Scrutinizing Bergdahl’s last e-mail to his parents before he allegedly fled his unit, John Cassidy doesn’t see the right’s preferred story about Bergdahl holding up:
Does this e-mail prove that Bergdahl was a deserter or even, as some right-wing commentators are suggesting, a traitor who aided and abetted the Taliban? No, it doesn’t. If anything, he sounds more like Captain Yossarian, the antic antihero of Joseph Heller’s “Catch 22”—who considers his superiors to be nuts and eventually goes AWOL—than Sergeant Brody, the double-dealing protagonist of “Homeland.” In his early twenties, engaged in a war on the other side of the world that many people, including his Commander-in-Chief, would ultimately decide was counterproductive, Bergdahl, seemingly, had had enough.
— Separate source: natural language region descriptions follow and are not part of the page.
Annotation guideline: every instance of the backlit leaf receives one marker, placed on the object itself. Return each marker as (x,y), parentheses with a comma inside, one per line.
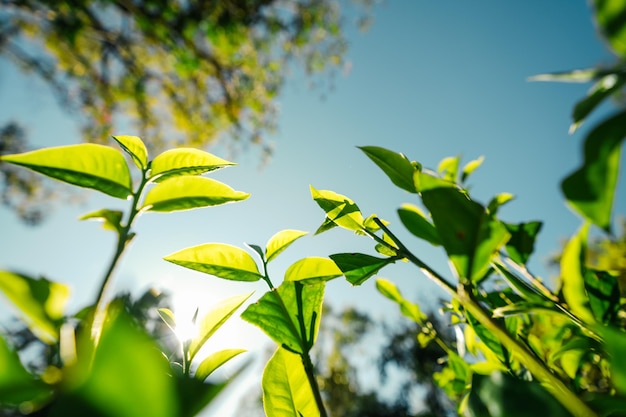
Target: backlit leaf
(286,389)
(111,219)
(88,165)
(281,241)
(134,146)
(222,260)
(611,18)
(41,303)
(397,166)
(590,190)
(214,361)
(213,320)
(359,267)
(416,222)
(339,209)
(312,269)
(186,193)
(278,313)
(469,234)
(184,161)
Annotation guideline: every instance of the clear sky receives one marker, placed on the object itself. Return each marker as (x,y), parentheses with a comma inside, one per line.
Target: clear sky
(430,79)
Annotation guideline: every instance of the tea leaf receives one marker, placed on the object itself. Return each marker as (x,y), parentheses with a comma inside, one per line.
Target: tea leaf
(41,303)
(397,166)
(359,267)
(134,146)
(213,320)
(184,161)
(186,193)
(590,190)
(87,165)
(312,269)
(222,260)
(281,241)
(214,361)
(286,389)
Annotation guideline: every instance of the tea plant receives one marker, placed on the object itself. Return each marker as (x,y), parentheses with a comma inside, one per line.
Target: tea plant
(104,363)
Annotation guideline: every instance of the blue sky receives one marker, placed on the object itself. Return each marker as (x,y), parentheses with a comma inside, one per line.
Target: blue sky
(429,79)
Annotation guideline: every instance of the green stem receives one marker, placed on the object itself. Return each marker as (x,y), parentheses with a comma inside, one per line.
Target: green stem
(124,238)
(535,366)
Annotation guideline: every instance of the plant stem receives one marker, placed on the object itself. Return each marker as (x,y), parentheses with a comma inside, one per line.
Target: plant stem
(124,238)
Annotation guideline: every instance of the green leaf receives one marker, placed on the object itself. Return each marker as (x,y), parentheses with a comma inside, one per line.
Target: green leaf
(397,166)
(359,267)
(17,385)
(134,146)
(416,222)
(127,376)
(219,259)
(111,219)
(601,90)
(611,18)
(407,308)
(590,190)
(339,209)
(470,167)
(277,313)
(214,361)
(286,389)
(88,165)
(186,193)
(521,244)
(312,269)
(41,303)
(184,161)
(572,275)
(469,234)
(449,168)
(281,241)
(501,395)
(213,320)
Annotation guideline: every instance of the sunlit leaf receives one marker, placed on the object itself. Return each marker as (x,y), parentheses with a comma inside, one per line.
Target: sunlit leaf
(572,275)
(312,269)
(186,193)
(88,165)
(339,209)
(277,313)
(407,308)
(111,219)
(219,259)
(470,235)
(214,361)
(184,161)
(17,385)
(281,241)
(521,244)
(286,389)
(611,18)
(449,168)
(134,146)
(590,190)
(213,320)
(127,375)
(397,166)
(470,167)
(600,91)
(41,303)
(359,267)
(501,395)
(416,222)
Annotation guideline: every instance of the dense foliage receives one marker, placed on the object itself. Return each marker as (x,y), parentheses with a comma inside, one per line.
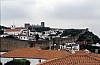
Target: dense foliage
(18,62)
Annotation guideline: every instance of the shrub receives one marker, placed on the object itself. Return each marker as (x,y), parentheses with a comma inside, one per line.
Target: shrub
(18,62)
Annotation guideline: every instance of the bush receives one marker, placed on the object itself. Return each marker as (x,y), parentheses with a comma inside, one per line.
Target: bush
(18,62)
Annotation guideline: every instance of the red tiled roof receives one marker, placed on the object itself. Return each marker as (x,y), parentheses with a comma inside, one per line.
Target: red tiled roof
(12,30)
(35,53)
(74,59)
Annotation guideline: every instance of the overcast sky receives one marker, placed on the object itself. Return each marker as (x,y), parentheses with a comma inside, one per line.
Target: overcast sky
(56,13)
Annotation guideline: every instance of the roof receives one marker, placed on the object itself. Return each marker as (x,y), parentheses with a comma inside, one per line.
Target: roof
(12,30)
(34,53)
(75,59)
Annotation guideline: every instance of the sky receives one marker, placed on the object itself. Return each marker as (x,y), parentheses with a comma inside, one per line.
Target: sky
(55,13)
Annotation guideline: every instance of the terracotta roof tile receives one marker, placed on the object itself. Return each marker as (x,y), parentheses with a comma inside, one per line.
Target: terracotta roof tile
(35,53)
(74,59)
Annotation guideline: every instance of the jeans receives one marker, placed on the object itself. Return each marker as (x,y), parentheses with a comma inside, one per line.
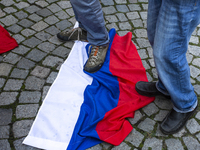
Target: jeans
(170,24)
(89,14)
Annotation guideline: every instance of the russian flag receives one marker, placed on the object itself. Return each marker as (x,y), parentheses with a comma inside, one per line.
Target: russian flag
(83,109)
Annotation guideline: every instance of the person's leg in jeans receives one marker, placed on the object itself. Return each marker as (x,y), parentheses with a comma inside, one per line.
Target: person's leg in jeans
(170,25)
(89,14)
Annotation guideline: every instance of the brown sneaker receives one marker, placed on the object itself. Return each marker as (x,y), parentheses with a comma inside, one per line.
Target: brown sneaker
(73,34)
(96,58)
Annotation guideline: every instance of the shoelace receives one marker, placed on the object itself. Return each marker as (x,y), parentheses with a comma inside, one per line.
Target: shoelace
(94,55)
(74,30)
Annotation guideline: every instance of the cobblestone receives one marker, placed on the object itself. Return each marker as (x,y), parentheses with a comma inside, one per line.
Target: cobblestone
(28,71)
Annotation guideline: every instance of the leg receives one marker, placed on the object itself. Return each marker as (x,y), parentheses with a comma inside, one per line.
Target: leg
(90,16)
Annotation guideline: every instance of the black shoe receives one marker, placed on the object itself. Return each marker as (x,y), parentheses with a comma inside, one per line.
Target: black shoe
(175,121)
(148,89)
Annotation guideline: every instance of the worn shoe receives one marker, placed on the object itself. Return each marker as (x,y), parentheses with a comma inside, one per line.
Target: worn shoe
(73,34)
(175,121)
(148,89)
(96,58)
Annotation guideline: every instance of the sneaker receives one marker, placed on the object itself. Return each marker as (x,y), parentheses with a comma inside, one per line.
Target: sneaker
(96,58)
(73,34)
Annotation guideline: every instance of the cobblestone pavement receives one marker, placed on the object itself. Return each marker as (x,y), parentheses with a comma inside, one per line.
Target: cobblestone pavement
(27,72)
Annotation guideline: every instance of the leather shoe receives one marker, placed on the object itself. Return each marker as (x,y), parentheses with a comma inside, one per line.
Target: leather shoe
(175,121)
(148,89)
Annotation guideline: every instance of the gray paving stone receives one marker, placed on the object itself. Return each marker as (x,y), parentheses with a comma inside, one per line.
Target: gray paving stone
(28,32)
(21,49)
(46,47)
(26,111)
(51,20)
(40,72)
(43,36)
(191,143)
(194,71)
(107,2)
(154,143)
(14,28)
(32,42)
(6,116)
(25,64)
(147,125)
(193,126)
(142,53)
(41,25)
(132,138)
(163,103)
(61,51)
(4,144)
(35,17)
(45,91)
(111,18)
(180,133)
(25,23)
(21,5)
(174,144)
(32,9)
(123,146)
(62,15)
(121,1)
(21,15)
(12,58)
(19,146)
(143,42)
(137,23)
(29,97)
(9,10)
(134,7)
(7,2)
(161,115)
(52,30)
(109,10)
(64,4)
(133,15)
(150,109)
(36,55)
(13,85)
(34,83)
(19,73)
(54,40)
(122,8)
(54,8)
(9,20)
(5,69)
(7,98)
(125,26)
(121,17)
(4,132)
(141,33)
(42,3)
(19,38)
(44,12)
(21,128)
(63,24)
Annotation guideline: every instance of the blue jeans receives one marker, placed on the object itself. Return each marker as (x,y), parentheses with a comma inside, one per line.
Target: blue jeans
(170,24)
(90,17)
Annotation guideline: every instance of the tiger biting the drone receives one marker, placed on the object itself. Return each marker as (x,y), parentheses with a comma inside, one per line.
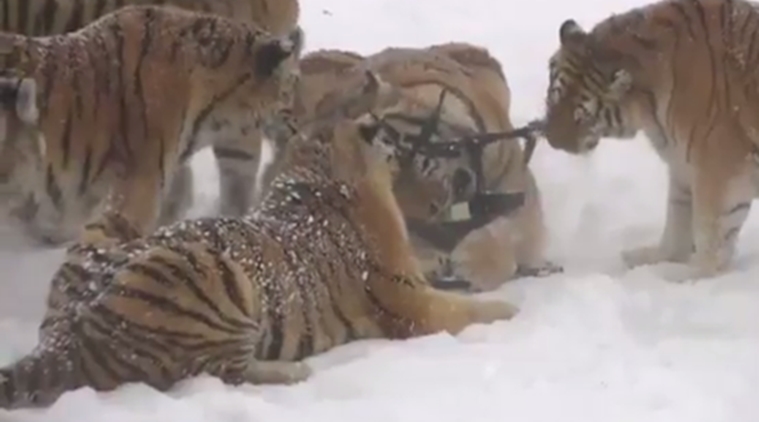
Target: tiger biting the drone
(371,154)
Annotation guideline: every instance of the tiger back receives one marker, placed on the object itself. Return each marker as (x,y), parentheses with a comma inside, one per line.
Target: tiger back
(166,83)
(478,101)
(322,261)
(51,17)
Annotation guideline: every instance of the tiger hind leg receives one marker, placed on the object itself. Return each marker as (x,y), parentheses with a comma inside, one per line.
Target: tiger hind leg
(179,197)
(238,167)
(676,244)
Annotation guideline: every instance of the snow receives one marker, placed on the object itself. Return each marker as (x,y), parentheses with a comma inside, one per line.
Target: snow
(597,343)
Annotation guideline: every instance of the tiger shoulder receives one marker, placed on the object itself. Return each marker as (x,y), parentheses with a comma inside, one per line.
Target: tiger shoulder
(107,113)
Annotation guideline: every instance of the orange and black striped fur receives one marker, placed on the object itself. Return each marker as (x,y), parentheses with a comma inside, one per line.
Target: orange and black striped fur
(52,17)
(683,72)
(121,103)
(428,189)
(322,261)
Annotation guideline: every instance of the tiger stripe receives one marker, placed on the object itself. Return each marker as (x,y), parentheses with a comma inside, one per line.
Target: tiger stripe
(428,189)
(98,138)
(322,261)
(90,101)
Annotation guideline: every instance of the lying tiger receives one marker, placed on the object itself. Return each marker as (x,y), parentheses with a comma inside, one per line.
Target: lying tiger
(102,118)
(427,188)
(324,260)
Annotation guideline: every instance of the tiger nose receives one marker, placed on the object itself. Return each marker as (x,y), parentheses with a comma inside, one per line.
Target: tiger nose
(462,181)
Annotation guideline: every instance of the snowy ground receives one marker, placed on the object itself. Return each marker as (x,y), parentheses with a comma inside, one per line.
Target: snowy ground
(597,343)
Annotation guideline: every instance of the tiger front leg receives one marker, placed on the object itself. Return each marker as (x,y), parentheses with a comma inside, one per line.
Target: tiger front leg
(130,211)
(417,309)
(268,372)
(676,243)
(237,161)
(453,312)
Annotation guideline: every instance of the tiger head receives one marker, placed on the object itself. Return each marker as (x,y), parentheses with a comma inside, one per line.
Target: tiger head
(428,179)
(588,93)
(356,141)
(21,145)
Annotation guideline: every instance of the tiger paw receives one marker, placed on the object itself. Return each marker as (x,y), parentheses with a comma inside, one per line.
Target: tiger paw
(543,270)
(277,372)
(486,312)
(646,255)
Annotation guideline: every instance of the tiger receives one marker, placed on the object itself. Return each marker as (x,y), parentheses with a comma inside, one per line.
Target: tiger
(635,72)
(53,17)
(99,119)
(428,189)
(323,260)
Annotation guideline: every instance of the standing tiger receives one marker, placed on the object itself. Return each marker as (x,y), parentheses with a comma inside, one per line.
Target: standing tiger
(52,17)
(427,188)
(638,71)
(323,260)
(102,117)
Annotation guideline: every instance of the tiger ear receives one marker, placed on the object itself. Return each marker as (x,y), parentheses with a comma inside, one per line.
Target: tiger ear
(375,86)
(368,128)
(571,33)
(26,101)
(621,83)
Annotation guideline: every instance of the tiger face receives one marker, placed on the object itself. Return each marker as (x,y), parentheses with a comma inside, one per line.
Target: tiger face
(21,146)
(419,165)
(587,93)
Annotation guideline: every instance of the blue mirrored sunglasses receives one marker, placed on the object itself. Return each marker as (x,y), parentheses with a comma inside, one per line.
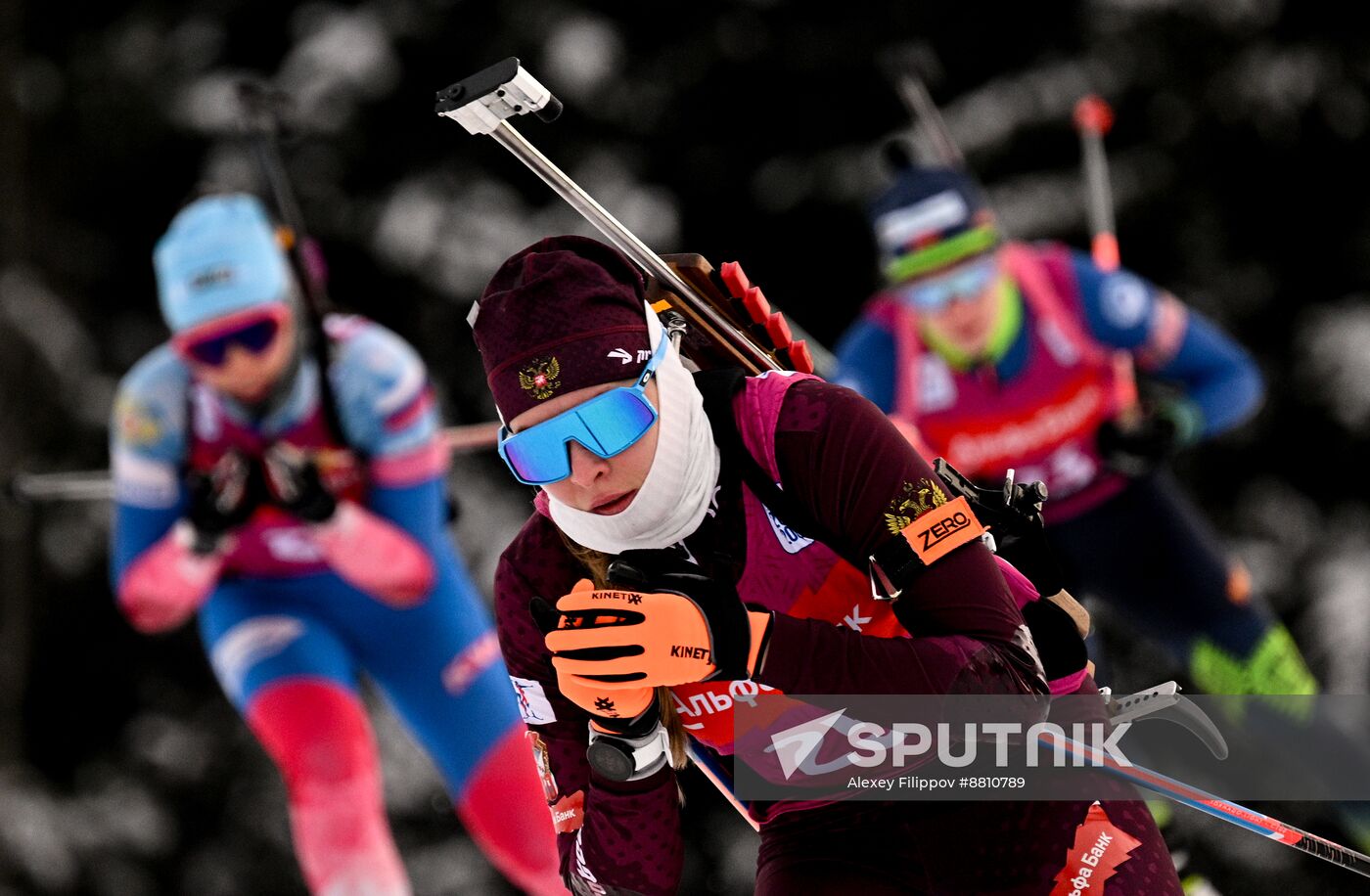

And that, for now, is about all we know. “As for the circumstances of his capture, when he is able to provide them, we’ll learn the facts,” General Martin Dempsey, the chairman of the Joint Chiefs of Staff, said in a statement on Tuesday. “Like any American, he is innocent until proven guilty.”
Also complicating the narrative is a military report from 2009 suggesting that Bergdahl was known to wander off:
It happened both in Afghanistan and while he was training in California. The report concludes that Bergdahl was likely wandering around off-base the night he disappeared in June 2009, says the Times, which spoke to people briefed on the 35-page document.
As for whether the disappearance was due to carelessness resulting in capture or willful desertion, the report doesn’t say. It does, however, lend credence to the former theory, criticizing lax security and poor discipline among Bergdahl’s unit that would allow his tendencies to wander to go unchecked. Perhaps most significantly, the report makes no mention of the letter Bergdahl reportedly left in his tent announcing his desertion. Nor does it corroborate claims from Bergdahl’s former squadmates that he was making radio calls trying to get in touch with the Taliban.
Tuccille sympathizes with Bergdahl, arguing that it should have been easier for him to leave the Army when he became disillusioned with the mission in Afghanistan:
American troops have engaged in continuous war in Afghanistan since 2001, so nobody can claim that they don’t know that military service might require actual military service. Then again, military recruiters focus on the young not just because they’re physically fit, but also because they have little perspective on what they’re getting themselves into. More than a few studies have found that recruiters tend to be a bit shaky on the details and potential consequences of enlisting—a choice that, at least potentially, locks enlistees into a situation with high stakes.
Even in the age of the Internet and non-stop news cycles, concepts like combat, injury, and death can be abstract concepts for an 18-year-old. So if Bowe Bergdahl decided that the bill of goods he was sold didn’t live up to the advertising—especially if he began to have moral qualms about his duties—I’m pretty sympathetic.